Topical treatments

Treatment of onychomycosis by topical methods has been met with limited success and reasons for this will be explored in more detail in Section 3. As with treating skin fungal infections such as tinea pedis (athletes foot), topical application for onychomycosis would seem the obvious choice. However, unlike the stratum corneum, the nail plate is a more difficult barrier to penetrate, requiring the drug to have much different physicochemical properties than are required for skin penetration. The two main topical treatments used today are ciclopirox and am-orolfine, both of which are formulated in lacquers that are painted onto the infected nails. The lacquer dries to leave a water-insoluble film on top of the infected nail, which then acts like a drug depot releasing the drug into the nail plate [21,22]. Tioconazole has also been used but has been largely replaced by ciclopirox and amorolfine.

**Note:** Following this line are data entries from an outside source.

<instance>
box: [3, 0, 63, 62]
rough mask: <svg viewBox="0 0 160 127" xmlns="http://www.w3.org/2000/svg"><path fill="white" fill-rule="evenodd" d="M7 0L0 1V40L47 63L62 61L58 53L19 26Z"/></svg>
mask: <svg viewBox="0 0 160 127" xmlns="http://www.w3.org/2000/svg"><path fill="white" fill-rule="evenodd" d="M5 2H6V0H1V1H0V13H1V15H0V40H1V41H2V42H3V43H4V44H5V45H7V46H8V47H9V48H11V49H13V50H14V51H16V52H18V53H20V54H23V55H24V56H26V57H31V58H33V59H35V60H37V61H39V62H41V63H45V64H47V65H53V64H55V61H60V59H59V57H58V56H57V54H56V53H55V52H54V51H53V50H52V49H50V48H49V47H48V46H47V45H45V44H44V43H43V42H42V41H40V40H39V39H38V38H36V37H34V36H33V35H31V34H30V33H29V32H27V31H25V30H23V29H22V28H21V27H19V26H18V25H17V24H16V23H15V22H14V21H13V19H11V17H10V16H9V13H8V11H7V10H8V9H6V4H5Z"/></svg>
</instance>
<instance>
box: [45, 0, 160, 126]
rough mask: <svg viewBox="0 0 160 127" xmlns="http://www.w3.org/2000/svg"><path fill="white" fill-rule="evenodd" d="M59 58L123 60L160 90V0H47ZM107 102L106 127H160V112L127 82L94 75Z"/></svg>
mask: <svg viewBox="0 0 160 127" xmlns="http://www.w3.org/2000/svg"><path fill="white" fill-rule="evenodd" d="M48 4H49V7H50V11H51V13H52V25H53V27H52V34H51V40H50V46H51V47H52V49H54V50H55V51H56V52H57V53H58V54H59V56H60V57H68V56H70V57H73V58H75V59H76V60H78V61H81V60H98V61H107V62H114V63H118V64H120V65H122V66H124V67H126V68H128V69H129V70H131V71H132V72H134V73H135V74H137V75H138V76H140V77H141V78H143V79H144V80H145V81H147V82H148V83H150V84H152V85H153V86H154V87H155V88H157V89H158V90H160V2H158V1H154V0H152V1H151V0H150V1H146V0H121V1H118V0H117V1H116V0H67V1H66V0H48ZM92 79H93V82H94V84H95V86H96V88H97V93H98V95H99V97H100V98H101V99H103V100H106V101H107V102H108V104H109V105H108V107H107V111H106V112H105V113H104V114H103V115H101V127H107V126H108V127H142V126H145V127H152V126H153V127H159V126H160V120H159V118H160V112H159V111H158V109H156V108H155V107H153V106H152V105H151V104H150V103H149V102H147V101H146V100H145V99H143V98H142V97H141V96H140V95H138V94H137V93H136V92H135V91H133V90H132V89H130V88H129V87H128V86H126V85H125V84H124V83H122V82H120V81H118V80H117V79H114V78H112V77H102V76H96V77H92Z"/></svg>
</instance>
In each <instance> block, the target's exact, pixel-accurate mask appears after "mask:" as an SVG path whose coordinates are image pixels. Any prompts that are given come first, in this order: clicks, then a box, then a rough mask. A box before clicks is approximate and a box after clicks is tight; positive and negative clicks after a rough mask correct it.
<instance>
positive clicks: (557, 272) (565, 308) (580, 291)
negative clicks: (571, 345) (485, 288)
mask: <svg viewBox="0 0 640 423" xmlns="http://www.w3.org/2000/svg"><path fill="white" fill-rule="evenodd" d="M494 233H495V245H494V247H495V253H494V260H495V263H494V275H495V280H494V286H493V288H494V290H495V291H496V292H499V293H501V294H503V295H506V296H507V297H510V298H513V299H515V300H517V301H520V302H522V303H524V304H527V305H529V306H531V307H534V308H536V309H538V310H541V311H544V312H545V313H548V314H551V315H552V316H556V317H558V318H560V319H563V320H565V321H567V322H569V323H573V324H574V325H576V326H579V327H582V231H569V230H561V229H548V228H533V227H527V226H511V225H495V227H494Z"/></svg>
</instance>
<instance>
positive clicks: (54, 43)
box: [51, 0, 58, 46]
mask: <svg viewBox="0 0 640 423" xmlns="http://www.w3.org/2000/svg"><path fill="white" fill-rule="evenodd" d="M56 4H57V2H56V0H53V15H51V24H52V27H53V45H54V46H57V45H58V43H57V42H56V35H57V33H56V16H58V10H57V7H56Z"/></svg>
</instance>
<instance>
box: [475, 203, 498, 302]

Ciclopirox (4) is a hydroxypyridone antifungal agent and is believed to work by inhibiting metal dependant enzymes that degrade intracellular toxic peroxides. It does this by chelating the polyvalent cations (Fe3+ or Al3 + ) required by these enzymes [23-25]. Ciclopirox has antifungal, antibacterial and anti-inflammatory activities [25]. It is administered to the infected nails daily and due to the slow growth of nails, this treatment continues for at least 6 months. Ciclopirox has a cLogP of 2.5 and a molecular weight of 207.

Amorolfine (5) is a morpholine antifungal agent and works by inhibiting ergos-terol biosynthesis. Amorolfine is administered once or twice weekly to the infected nails for 6 to 12 months. Amorolfine has a cLogP of 5.8 and molecular weight of 317.

The relative lack of clinical efficacy seen by topical antifungal treatments has led to a substantial research effort to understand the reasons for this failure. The most common belief is that treatment failure following topical therapy for on-ychomycosis results from the inability of the drug to penetrate and disseminate throughout the nail. This topic will be explored in more depth in Sections 3 and 4. Other factors that have been implicated include lack of microbiological activity in the presence of keratin [26,27], lack of microbiological activity against the dormant dermatophytes in the nail keratin [28] and poor penetration of drug into the de-rmatophytoma, a thick mass of fungi and nail debris, that builds up between the nail plate and nail bed [29].